Discipline, Punish, Examine and Produce: Foucault’s La société punitive

Delivered between January and March 1973, La société punitive was Foucault’s third annual course at the Collège de France. It is the eleventh of his thirteen courses there to be published, in what have been uniformly excellent editions under the general editorship of François Ewald and the recently deceased Alessandro Fontana. This course has been edited by Bernard E. Harcourt, Julius Krieger Professor of Law and Political Science at the University of Chicago. Harcourt previously co-edited Foucault’s lectures at the University of Louvain from 1981, Mal faire, dire vrai with Fabienne Brion; a course soon to be published as Wrong-Doing, Truth-Telling.
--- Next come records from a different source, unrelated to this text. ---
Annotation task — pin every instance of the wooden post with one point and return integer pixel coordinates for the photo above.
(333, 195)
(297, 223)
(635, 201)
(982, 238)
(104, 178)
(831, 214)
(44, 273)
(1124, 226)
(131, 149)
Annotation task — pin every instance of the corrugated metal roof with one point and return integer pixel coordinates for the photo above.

The first several courses published were produced through the transcription of tape recordings made while Foucault lectured, and subsequently archived at the Collège and in the Foucault archive at the Institut Mémoires de l’édition contemporaine (IMEC). Foucault’s partner and literary inheritor Daniel Defert made Foucault’s manuscript notes available to the editors, and they frequently made use of these in their notes and commentaries to highlight undelivered material or variant readings. But with the recently translated Lectures on the Will to Know, another solution had to be found. No known tapes of that course, Foucault’s first at the Collège, existed, and so Defert himself edited the course entirely on the basis of Foucault’s manuscript.  This course presented a somewhat different challenge. The tapes did once exist, and a detailed typescript was made using them, which Foucault himself reviewed and corrected. But the tapes in the archive have lectures from 1974 on them, instead of this course, and attempts to find other copies have been unsuccessful. Harcourt has therefore used the typescript as the basis for this edition, with some quite extensive additions and variant readings from Foucault’s manuscript provided in the notes. He has filled in the references in some detail, and contributes a very useful ‘Situation du cours’ at the end of the volume.

The most obvious way to read the book is as an early draft of Discipline and Punish. Foucault gave these lectures between January and March 1973; completed a draft of the book in April; and the final version in August 1974 before its publication in February 1975. Those looking for those early traces will find plenty of connections – the regicide Damiens appears here, there are discussions of Bentham, Beccaria and Colquhoun; and the theme of the prison is very important. However some crucial themes in Discipline and Punish are not highlighted here, and it is clear that Foucault elaborated many aspects that would form part of the book in subsequent lectures both at the Collège – the course from 1974 entitled Psychiatric Power – and elsewhere, notably the ‘Truth and Juridical Forms’ lectures given in Rio in May 1973. Notable among these absences is the striking image of the Panopticon – briefly mentioned here, but Foucault discusses other prison designs instead.